I have no idea why domestic microwaves come with a maze of buttons when such vastly superior knob technology exists.




Yeah, I've got a cheapo microwave, but honestly it's UI is pretty good as appliances go.

Turn the knob for time, hit ok, get power prompt, hit ok again for 100% (or adjust using the knob for less), microwaving starts.

There is also specific program functionality to tell it you have 200g of mince meat to defrost or whatever and it figures out the time/power setting, but I personally never use them.


Samsung Solo Microwaves are one knob for time + start immediately.
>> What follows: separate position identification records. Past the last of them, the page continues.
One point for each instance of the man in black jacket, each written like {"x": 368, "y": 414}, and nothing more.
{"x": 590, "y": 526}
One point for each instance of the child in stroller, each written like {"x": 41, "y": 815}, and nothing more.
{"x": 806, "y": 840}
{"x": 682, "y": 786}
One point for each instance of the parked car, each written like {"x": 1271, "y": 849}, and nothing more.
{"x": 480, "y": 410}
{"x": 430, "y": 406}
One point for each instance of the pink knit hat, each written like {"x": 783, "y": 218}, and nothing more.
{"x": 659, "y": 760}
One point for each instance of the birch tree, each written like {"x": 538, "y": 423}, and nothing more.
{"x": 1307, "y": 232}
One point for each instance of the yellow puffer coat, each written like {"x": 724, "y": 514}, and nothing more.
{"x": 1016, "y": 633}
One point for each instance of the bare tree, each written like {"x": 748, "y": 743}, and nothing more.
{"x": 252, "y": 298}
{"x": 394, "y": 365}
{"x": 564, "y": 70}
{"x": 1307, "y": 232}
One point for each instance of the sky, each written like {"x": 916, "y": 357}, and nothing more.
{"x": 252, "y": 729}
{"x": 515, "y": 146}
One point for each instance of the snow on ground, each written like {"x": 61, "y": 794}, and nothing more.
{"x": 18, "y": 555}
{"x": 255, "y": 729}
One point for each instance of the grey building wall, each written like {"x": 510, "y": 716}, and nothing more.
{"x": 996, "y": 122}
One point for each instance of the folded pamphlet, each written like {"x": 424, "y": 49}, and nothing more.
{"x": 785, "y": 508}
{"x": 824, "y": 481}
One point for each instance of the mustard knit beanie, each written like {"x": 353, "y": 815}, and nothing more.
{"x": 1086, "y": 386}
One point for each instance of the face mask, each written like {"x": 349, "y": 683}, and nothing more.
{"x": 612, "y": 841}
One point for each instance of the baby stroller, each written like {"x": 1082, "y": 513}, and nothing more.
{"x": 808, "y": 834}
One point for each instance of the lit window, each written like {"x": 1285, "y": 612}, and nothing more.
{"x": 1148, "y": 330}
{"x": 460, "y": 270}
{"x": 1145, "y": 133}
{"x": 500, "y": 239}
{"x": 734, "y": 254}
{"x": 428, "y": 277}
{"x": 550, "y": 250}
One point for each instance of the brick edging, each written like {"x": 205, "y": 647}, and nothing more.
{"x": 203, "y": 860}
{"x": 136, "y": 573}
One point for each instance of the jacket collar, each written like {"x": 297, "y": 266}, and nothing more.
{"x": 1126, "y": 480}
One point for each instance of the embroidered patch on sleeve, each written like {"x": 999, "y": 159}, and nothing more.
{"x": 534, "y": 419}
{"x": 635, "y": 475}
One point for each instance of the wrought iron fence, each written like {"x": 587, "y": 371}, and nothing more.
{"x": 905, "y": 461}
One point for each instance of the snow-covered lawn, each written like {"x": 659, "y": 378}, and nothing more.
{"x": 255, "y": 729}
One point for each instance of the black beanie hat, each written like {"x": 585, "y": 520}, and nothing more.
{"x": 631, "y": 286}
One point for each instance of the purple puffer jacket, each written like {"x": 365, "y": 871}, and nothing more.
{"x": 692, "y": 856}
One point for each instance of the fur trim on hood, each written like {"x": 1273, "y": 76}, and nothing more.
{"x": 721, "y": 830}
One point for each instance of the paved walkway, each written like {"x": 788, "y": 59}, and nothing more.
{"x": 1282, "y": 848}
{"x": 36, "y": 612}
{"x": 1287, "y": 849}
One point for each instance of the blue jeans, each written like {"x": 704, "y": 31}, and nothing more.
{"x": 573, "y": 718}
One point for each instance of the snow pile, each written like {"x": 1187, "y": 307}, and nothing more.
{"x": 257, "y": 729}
One knob for power (that you use once a year): https://www.samsung.com/uk/microwave-ovens/solo/mw3000am-ms2...

They iterate over the design bits (black knobs on black microwave -> silver knobs on black microwave -> current design), but the microwave remains the same


Such knobs should be the most obvious interface but sadly most of the analogue models on the market lack a lot of accuracy. Some times even up to 30s-1min range. Enough to be the difference between cold or over-cooked food.

The best are often a big knob controlling a digital LCD timer. Started with a single start button doubling as +30s.


> The best are often a big knob controlling a digital LCD timer.

That's exactly how this one worked. I wish I could recall the brand, but I don't; it felt more like an industrial device than a home appliance.